Ok, so Kotz might not be the best representative, but the position Laibman critiques does in fact exist, if sometimes only in a “sentimental” form. This sentiment was certainly in the air throughout my time at UMass. I wish I could remember all the details but I vividly remember being less than convinced with decade versus decade comparisons of growth. Less vividly do I remember who made this argument (apologies), but it seemed clear to me then that the question is not whether growth rates under historical neoliberalism were lower than under the golden age period (here I’m bracketing the problem of focusing on GDP growth rates), but what they would have been if some (modified) golden age regime were maintained.
Not surprisingly, the counterfactual is a tough one to approach. Laibman has a simple exercise suggesting that not adopting neoliberal reforms may have squeezed profit rates, but as he himself admits, the going is a bit sketchy. It is hard to put much stock in the specific results.
This “if only…” question breaks down into a couple of different debates. Was the policy shift contingent? Was it a policy choice, or an inevitable evolution of capitalism? Or maybe it was just really really likely? If it was not inevitable, what could have happened if the neoliberal path wasn’t chosen?
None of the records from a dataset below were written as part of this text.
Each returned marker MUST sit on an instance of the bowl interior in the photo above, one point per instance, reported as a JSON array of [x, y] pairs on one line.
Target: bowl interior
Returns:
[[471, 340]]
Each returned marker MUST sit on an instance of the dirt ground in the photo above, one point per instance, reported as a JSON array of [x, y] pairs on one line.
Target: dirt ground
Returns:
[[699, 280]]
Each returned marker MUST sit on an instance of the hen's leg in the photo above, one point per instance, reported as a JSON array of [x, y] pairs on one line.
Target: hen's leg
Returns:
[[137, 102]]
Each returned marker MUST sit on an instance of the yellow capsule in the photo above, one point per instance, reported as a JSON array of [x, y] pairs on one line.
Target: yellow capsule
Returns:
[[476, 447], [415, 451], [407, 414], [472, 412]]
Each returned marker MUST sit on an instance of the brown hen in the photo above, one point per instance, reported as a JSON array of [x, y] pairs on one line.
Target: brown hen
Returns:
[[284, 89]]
For my own purposes a list of the various positions a heterodox macro or political economy person might take is interesting. Some of the following are arguments I’ve heard made. Others are ones I’ve encountered only implicitly. Others are just possibilities. In part because I want to do this in a crude and sketchy fashion, I’m not going to give examples. If I’m going to attach a name to an idea I want to give them justice, and I’m not interested in giving justice right now. I just want to get a very broad picture of the spectrum of possible thought on this topic.
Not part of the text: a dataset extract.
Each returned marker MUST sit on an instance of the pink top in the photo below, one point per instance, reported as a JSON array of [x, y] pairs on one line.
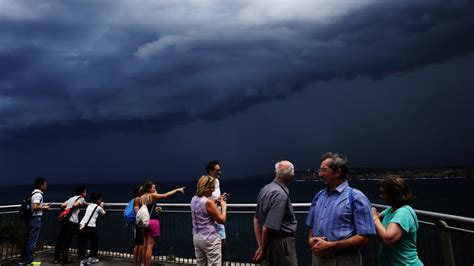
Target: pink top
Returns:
[[204, 226]]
The pure “if only…” position: Neoliberalism was a bad choice that left us with weak growth and financial crisis.
Base-Superstructure Orthodoxy: The policy “choice” (superstructure) of neoliberalism during the 70s/80s was the inevitable historical result of capitalism (the economic base).
Value-Theoretic Orthodoxy: Crises are the inevitable result of capitalist class relations that can not be ameliorated by institutional reforms. Institutions can basically be ignored.
Institutionalist Orthodoxy: Crises are the inevitable result of capitalist class relations that can not be ameliorated by institutional reforms. Nonetheless, the analysis of concrete institutions should not be ignored.
The Pendulum: Statist types of capitalism run into problem that lead to the adoption of “liberalized” forms which run into problems that lead to the adoption of Statist types…and so on and so on. (I hate attaching names here because I’m not doing anyone justice but I first heard the gist of this idea advanced by Rick Wolff).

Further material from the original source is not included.